Darbeler tarihi bitti denilirken, Türkiye, 15 Temmuz akşamı gelen haber ile yeni bir darbeyle yüzyüze kalır. 250 insanın katledildiği o gecenin ardından, iktidar, darbenin arkasında isim vermeden ABD’nin olduğunu işaret ederken, iktidara yakın medya ise açıkça ABD’nin darbenin arkasında olduğunu gazetelerinde yazıyor, televizyonlarında anlatıyordu.

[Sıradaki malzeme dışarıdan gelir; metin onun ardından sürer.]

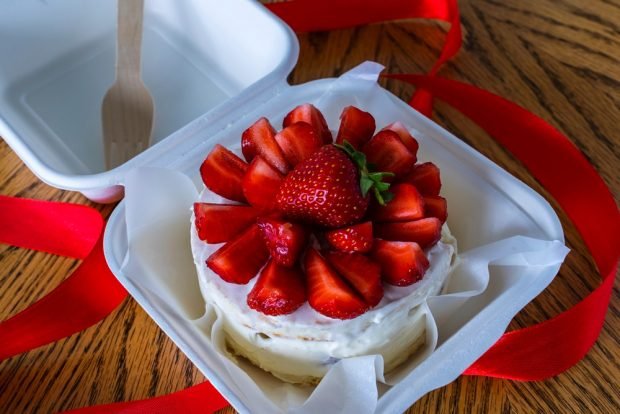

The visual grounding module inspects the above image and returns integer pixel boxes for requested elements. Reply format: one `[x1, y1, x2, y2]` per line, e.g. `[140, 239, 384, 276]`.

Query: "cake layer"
[222, 300, 427, 384]
[191, 190, 457, 383]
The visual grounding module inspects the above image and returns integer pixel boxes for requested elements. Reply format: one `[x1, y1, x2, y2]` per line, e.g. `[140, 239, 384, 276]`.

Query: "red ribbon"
[0, 0, 618, 412]
[61, 381, 229, 414]
[0, 196, 127, 361]
[267, 0, 461, 115]
[384, 74, 620, 380]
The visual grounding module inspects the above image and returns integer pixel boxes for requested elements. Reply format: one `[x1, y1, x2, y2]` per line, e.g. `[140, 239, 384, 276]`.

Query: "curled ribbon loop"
[383, 74, 620, 380]
[0, 196, 127, 361]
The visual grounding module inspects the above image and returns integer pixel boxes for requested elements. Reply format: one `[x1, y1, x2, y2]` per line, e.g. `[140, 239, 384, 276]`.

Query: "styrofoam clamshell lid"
[0, 0, 298, 202]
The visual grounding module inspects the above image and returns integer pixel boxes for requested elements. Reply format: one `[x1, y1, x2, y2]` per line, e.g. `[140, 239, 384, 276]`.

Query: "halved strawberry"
[325, 221, 373, 253]
[283, 103, 332, 144]
[242, 156, 284, 211]
[304, 248, 368, 319]
[206, 224, 269, 284]
[241, 117, 289, 174]
[247, 259, 306, 316]
[424, 195, 448, 223]
[257, 217, 308, 267]
[402, 162, 441, 196]
[372, 183, 425, 222]
[193, 203, 258, 243]
[362, 130, 415, 179]
[381, 121, 419, 158]
[336, 106, 376, 149]
[324, 251, 383, 307]
[274, 122, 322, 167]
[200, 144, 248, 202]
[375, 218, 442, 249]
[371, 239, 429, 286]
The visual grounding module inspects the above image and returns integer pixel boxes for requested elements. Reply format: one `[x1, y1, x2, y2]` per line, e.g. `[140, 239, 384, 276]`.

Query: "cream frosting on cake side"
[191, 190, 457, 384]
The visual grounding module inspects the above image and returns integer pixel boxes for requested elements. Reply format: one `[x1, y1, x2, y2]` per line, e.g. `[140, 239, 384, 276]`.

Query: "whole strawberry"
[275, 143, 392, 228]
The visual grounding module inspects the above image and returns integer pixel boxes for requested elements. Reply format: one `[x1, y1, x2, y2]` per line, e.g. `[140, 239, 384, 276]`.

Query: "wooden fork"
[102, 0, 154, 170]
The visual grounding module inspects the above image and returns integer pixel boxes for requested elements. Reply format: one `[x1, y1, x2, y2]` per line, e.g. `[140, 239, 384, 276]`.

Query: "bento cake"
[191, 104, 457, 384]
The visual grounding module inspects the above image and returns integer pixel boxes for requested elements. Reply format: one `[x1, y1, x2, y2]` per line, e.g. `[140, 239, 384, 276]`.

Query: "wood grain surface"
[1, 0, 619, 412]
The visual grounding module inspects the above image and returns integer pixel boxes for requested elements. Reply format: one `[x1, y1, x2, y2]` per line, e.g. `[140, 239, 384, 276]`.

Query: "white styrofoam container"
[1, 2, 567, 413]
[0, 0, 298, 202]
[99, 70, 566, 411]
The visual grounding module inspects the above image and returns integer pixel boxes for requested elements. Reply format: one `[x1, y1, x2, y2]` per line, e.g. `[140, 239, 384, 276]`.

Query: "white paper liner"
[118, 62, 569, 414]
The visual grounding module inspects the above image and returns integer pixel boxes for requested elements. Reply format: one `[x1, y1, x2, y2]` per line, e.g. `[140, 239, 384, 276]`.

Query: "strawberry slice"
[402, 162, 441, 196]
[375, 217, 442, 248]
[242, 156, 284, 211]
[324, 251, 383, 307]
[424, 195, 448, 223]
[372, 183, 425, 222]
[283, 103, 333, 145]
[206, 224, 269, 284]
[336, 106, 376, 149]
[257, 217, 308, 267]
[241, 117, 275, 161]
[304, 248, 368, 319]
[193, 203, 258, 243]
[362, 130, 415, 179]
[200, 144, 248, 202]
[325, 221, 373, 253]
[247, 259, 306, 316]
[274, 122, 323, 167]
[381, 121, 419, 158]
[241, 117, 289, 174]
[371, 239, 429, 286]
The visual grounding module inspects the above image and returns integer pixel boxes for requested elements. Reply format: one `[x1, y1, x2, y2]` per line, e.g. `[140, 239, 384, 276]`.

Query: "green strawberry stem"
[334, 141, 394, 205]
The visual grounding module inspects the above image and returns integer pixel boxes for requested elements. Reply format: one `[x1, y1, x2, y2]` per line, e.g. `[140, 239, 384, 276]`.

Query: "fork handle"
[116, 0, 145, 77]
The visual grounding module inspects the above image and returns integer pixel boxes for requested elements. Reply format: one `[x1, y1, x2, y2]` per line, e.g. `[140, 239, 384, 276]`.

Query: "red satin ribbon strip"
[62, 381, 229, 414]
[0, 197, 127, 361]
[266, 0, 455, 33]
[385, 74, 620, 380]
[266, 0, 462, 115]
[0, 195, 103, 259]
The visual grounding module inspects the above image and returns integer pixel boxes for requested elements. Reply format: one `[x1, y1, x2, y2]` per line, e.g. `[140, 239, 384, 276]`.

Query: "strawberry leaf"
[369, 172, 393, 181]
[374, 181, 390, 192]
[334, 141, 394, 206]
[360, 176, 374, 197]
[382, 191, 395, 203]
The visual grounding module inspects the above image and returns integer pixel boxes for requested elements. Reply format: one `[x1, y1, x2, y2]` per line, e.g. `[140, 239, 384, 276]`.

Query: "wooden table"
[1, 0, 618, 412]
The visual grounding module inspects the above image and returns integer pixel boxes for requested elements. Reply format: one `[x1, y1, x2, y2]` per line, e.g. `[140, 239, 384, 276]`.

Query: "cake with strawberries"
[191, 104, 457, 384]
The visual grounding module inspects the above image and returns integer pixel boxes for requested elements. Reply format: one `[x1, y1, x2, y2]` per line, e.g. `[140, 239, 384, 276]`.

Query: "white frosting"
[191, 189, 457, 383]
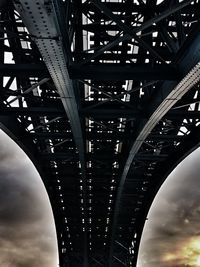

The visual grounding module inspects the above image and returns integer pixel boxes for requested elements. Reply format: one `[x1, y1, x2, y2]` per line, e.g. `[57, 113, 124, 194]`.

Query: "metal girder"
[80, 108, 200, 120]
[81, 0, 193, 64]
[41, 152, 121, 161]
[13, 1, 89, 265]
[41, 152, 77, 161]
[69, 64, 179, 81]
[30, 131, 184, 142]
[91, 0, 160, 62]
[8, 77, 50, 105]
[76, 50, 174, 61]
[0, 106, 65, 116]
[0, 63, 47, 77]
[30, 132, 71, 139]
[135, 153, 168, 161]
[13, 0, 84, 156]
[133, 125, 200, 267]
[83, 1, 199, 14]
[107, 27, 200, 266]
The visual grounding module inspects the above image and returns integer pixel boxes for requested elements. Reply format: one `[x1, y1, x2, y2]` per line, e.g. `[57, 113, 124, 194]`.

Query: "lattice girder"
[0, 1, 200, 266]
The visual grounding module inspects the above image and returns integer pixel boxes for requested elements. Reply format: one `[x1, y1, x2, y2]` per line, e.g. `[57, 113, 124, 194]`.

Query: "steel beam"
[81, 0, 193, 64]
[134, 125, 200, 267]
[107, 27, 200, 267]
[83, 1, 199, 13]
[30, 131, 184, 142]
[8, 78, 50, 105]
[13, 1, 89, 265]
[69, 64, 179, 81]
[91, 0, 165, 62]
[0, 63, 47, 77]
[0, 106, 65, 116]
[80, 108, 200, 119]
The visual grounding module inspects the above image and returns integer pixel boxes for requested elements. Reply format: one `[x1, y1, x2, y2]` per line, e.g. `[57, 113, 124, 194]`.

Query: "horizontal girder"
[69, 64, 179, 81]
[0, 63, 179, 81]
[0, 63, 47, 77]
[1, 106, 200, 120]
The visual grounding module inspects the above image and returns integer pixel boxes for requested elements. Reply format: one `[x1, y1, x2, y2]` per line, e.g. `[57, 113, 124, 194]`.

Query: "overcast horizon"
[0, 130, 58, 267]
[137, 147, 200, 267]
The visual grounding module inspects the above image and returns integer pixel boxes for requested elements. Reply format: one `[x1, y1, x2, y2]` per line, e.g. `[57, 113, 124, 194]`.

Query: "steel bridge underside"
[0, 0, 200, 266]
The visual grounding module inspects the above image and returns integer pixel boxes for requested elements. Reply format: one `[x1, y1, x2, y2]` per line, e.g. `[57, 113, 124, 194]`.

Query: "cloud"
[137, 148, 200, 267]
[0, 130, 58, 267]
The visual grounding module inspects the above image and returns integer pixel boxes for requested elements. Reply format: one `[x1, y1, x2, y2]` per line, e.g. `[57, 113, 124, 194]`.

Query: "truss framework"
[0, 0, 200, 266]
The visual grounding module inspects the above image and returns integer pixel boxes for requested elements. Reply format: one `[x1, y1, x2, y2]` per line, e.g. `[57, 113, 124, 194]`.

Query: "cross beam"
[69, 64, 179, 81]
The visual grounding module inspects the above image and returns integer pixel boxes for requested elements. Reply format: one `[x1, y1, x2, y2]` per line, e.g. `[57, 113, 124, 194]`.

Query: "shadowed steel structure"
[0, 0, 200, 266]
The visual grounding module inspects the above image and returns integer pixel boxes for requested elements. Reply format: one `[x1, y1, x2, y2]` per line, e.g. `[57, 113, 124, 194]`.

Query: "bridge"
[0, 0, 200, 266]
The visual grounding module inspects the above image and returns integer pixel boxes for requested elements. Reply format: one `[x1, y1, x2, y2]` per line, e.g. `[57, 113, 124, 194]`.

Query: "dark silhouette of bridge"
[0, 0, 200, 266]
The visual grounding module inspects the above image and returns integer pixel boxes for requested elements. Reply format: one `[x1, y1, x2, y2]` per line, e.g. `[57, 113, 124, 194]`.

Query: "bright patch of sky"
[138, 147, 200, 267]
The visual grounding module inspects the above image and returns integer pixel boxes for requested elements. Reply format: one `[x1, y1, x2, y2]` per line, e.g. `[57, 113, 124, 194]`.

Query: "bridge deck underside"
[0, 0, 200, 266]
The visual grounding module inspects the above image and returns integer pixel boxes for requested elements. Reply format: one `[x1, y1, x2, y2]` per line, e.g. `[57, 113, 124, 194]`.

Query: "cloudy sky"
[0, 130, 58, 267]
[0, 129, 200, 267]
[137, 147, 200, 267]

Darbede İncirlik üssünün nasıl kullanıldığı, ABD büyükelçisinin darbede nasıl rol oynadığı tüm ayrıntısı ile medyada işleniyordu. 12 Eylül, 28 Şubat gibi 15 Temmuz’da da “onların çocukları” iş başındaydı!
12 Eylül darbesinin ardından ilk seçimlerde Özal iktidarı iş başına gelmiş, ekonomiden askerî konulara kadar ABD’nin çıkarları ve ödevleri gözetilmiş, ABD’nin Irak’a ilk müdahalesinde İncirlik Üssü’nün kullanılması ve Kerkük-Yumurtalık petrol boru hattının kapatılması gibi ABD çıkarları için memleket seferber edilmişti. “Onların çocukları” sadece asker miydi? Özal ekonomide liberalleşmeyi öngören 24 Ocak 1980 kararlarının hazırlanmasında önemli rol oynamıştı, 12 Eylül darbesinin ardından Ekonomik İşlerden Sorumlu Başbakan Yardımcısı olarak atanacak ve “Gelen yönetim 24 Ocak Kararları ile başladığımız işe devam etmemi istedi. Zannediyorum Türkiye’de varılan noktanın ana sebeplerinden biri bu kararın verilmiş olması” diyecek ve kaldığı yerden devam edecekti…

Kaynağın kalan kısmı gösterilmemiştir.